Uma sociedade que não sabe aprender com os mais velhos é uma sociedade sem memória e sem capacidade de crítica.
(À laia do habitual disclaimer, deixo desde já registado que a alusão a velhos constante destas linhas é feita em sentido altamente irónico. A experiência dos mais velhos, chamemos as coisas pelos nomes, é um tesouro que estamos a desperdiçar.)
Tornou-se pública a intenção de alterar a legislação sobre reformas, no sentido de, entre outras, facultar o acesso sem penalizações aos cidadãos que tenham 48 anos de descontos e, pelo menos, 60 anos de idade.
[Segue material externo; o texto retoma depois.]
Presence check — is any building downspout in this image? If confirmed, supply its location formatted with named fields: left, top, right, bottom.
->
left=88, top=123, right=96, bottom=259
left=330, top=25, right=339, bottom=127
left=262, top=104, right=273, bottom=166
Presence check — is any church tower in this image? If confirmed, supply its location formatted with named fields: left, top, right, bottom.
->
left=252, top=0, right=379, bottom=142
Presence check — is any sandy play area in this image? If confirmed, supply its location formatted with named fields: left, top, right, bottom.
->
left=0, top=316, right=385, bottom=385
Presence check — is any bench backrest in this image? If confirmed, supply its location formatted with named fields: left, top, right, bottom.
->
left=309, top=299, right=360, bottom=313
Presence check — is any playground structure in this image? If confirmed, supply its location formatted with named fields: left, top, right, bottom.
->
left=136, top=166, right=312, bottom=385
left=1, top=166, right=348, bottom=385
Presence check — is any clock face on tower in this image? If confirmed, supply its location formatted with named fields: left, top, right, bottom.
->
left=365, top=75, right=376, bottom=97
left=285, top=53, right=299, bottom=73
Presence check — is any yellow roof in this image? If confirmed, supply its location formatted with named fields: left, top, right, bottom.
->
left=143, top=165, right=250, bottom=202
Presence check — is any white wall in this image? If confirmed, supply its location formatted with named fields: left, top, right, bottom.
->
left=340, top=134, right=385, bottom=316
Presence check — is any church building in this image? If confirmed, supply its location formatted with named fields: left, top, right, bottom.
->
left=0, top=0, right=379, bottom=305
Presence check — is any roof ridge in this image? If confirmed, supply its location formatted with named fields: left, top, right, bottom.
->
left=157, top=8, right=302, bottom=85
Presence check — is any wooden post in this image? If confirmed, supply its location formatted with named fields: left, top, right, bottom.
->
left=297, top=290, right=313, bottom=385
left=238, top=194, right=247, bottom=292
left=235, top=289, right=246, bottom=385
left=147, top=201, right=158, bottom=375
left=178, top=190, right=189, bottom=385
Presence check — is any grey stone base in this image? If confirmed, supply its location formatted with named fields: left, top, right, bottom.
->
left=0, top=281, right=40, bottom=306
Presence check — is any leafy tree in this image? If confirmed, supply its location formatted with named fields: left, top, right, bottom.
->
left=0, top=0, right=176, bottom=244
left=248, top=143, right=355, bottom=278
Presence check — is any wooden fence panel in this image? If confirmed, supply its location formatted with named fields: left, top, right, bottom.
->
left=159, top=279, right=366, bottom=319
Trata-se, como se afigura evidente, de algo da mais elementar justiça, até porque as pessoas abrangidas por estas alterações terão iniciado a sua vida de trabalho aos 12 anos, maioritariamente em tarefas manuais.
Contudo, o que parece não ser discutido por quase ninguém é o fenómeno expulsivo dos mais velhos do mercado de trabalho, muitas vezes sob a justificação de que “ganham demais” e que “há que dar lugar aos outros”. Vivemos num país em que a taxa de natalidade é baixa mas nem por isso o grosso dos anúncios de emprego permite candidaturas a maiores de 35 anos, pairando o mito que, aos 50, quando não mesmo aos 40, uma pessoa “está velha para trabalhar” no mesmo transe que se sabe ser nova para a reforma.
Sob a égide da flexibilidade, o que temos vindo a assistir é à substituição dos contratos ditos de “efectivos” por vínculos precários, em que todos são descartáveis a todo o tempo, uma vez volvido o brilho inicial do “vestir a camisola” e à primeira reclamação sobre condições de trabalho.
Numa sociedade frenética, em que quase tudo se reduz ao movimento, ao brilho efémero, à novidade, o que se passou a pretender foi um permanente exército de “carne fresca”, movido pela esperança da entrada no famoso mercado de trabalho e disposto a quase tudo para nele poder permanecer, incluindo a trabalhar quase de graça. Uma geração que por vezes se permite assistir impávida à discriminação e à expulsão dos mais velhos da vida activa, na expectativa de que, com tal, possa subir um degrau na hierarquia, está esquecida que a máquina irrevogável do tempo não deixa ninguém incólume e um dia lhe tocará.
Uma sociedade que não sabe aprender com os mais velhos, que os remete para um mero papel de espectadores e de cuidadores dos netos (porque os filhos estão, por seu turno, demasiado ocupados a fazer o trabalho de três) é uma sociedade sem memória e sem capacidade de crítica. Em suma: o campo ideal para gerações inteiras que se substituem umas às outras a uma velocidade feroz, correndo como hamsters na roda colocada na gaiola.
Este país não é, de facto, para velhos. Por este caminho, não é, também, para os novos.